8 h 30 : l'infanterie allemande stationnée dans les fossés progresse en direction du canal et de la voie ferrée et parvient jusqu'à la petite cabane. Les éléments situés à l'est du canal le franchissent avec un bateau pneumatique, les Allemands longeant le canal progressent venant du nord sur le Pavillon.
9 h : les paillers [sic] du Pavillon brûlent et les Allemands mettent le feu à La Gabauge. Toute liaison est coupée avec le Pavillon. La section du Cloubouet prend ses positions pour appuyer La Palle et couper la retraite à l'ennemi. 10 h : deux sections du 5e bataillon interviennent ainsi que le corps franc du 4e bataillon et progressent le long du canal à hauteur de la Maisonnette [...] Le soldat Benatier Victor de la 1ère section, blessé, rejoint les nouvelles positions et est évacué de suite sur l'hôpital de Marans. Au Pavillon, les Allemands arrivés à distance d'assaut s'élancent sur le poste et l'enlèvent. Les deux sections qui l'occupaient sont prises. » Au IV/93e RI, les pertes sont de trois tués, le sergent Albert Guyau, le caporal-chef Raymond Ivet et le caporal Marcel Vannier*, tous appartenant à la 6e compagnie du lieutenant Martin, un blessé (Benatier) et 27 disparus, parmi lesquels l'adjudant-chef Arsène Riguet et le sous-lieutenant Gaston Nauleau.

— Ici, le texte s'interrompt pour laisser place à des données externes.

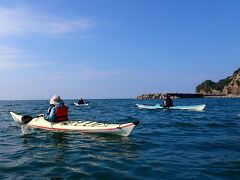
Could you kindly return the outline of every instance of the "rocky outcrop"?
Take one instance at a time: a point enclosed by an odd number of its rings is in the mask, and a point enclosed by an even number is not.
[[[196,93],[217,96],[240,96],[240,68],[232,76],[221,79],[217,83],[206,80],[196,87]]]

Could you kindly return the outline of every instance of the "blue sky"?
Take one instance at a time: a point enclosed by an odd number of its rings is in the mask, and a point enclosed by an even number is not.
[[[0,99],[188,92],[240,66],[237,0],[0,0]]]

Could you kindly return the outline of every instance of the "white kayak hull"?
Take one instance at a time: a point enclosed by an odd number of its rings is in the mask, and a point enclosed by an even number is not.
[[[85,104],[78,104],[76,102],[73,103],[75,106],[79,106],[79,107],[82,107],[82,106],[88,106],[88,103],[85,103]]]
[[[154,106],[144,105],[144,104],[136,104],[139,109],[176,109],[176,110],[192,110],[192,111],[202,111],[205,109],[206,104],[200,105],[190,105],[190,106],[173,106],[164,108],[160,104],[156,104]]]
[[[21,123],[22,115],[15,112],[10,112],[13,119]],[[94,121],[63,121],[58,123],[51,123],[46,121],[43,117],[33,118],[27,126],[32,128],[45,129],[49,131],[77,131],[83,133],[105,133],[120,136],[129,136],[139,121],[129,122],[125,124],[107,124]]]

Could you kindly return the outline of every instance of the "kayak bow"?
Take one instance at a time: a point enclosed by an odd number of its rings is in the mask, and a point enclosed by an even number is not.
[[[206,107],[206,104],[200,105],[191,105],[191,106],[173,106],[164,108],[160,104],[156,104],[154,106],[144,105],[144,104],[136,104],[139,109],[177,109],[177,110],[192,110],[192,111],[202,111]]]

Tous les Vendéens en poste au Pavillon n'ont pas été pris. La 2e compagnie du 4e bataillon rapporte que la patrouille du sous-lieutenant Chetanneau a recueilli sept rescapés. Mais à la 4e compagnie, un groupe détaché à la 6e déplore sept disparus après l'accrochage du Pavillon, dont le sergent-chef Marcel Genetey et le caporal-chef Marcel Guyot. Reprenons le fil chronologique des événements : « 10 h 15. Le Pavillon est pris, les Allemands évacuent les prisonniers. 10 h 30. Arrivée du lieutenant-colonel Laroche. 10 h 45. Contre-patrouille : les Allemands évacuent. 14 h. Patrouille du commandant L'Hélias en compagnie du corps franc et découverte de deux morts. 16 h. Rentrée de la patrouille du commandant L'Hélias au PC de Saint-Léonard. » De nouveau confrontés à une action offensive ennemie, les FFI n'ont donc pu s'y opposer avec efficacité.

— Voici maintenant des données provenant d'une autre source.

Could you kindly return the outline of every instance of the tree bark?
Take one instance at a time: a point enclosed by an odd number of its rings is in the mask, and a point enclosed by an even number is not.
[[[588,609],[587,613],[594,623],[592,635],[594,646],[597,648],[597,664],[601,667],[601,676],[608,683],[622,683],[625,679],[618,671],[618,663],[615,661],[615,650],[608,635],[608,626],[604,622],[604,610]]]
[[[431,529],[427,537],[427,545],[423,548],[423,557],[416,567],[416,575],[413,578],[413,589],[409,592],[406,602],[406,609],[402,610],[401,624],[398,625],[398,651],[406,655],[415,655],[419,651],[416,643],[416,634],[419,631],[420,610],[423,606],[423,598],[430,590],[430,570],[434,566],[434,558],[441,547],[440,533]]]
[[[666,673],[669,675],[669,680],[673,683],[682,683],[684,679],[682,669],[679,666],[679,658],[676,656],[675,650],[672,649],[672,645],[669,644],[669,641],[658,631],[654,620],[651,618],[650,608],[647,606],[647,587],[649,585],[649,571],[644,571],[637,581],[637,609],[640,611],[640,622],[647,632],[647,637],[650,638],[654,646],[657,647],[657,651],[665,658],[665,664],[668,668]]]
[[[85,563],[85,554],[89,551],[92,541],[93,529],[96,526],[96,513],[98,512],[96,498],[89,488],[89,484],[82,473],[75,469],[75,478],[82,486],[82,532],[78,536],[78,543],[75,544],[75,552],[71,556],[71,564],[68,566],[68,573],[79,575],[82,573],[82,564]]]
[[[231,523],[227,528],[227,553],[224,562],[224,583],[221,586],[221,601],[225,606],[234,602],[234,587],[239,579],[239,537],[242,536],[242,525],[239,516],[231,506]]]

Autres constats : d'abord celui de mettre en lumière des dissensions entre le lieutenant-colonel Laroche, qui s'est plaint de n'avoir été informé qu'incidemment de l'attaque, et le commandant L'Hélias, chef du groupe de bataillons en position devant La Rochelle. Ensuite, « beaucoup trop de civils circulent encore dans le no man's land, les barrages ne sont pas tenus assez sérieusement, les voitures devraient être fouillées et tous les occupants contrôlés... »
* Vannier n'est pas cité par Mémoire des hommes, qui donne d'autres noms : Henri Besson et Jean Picorit.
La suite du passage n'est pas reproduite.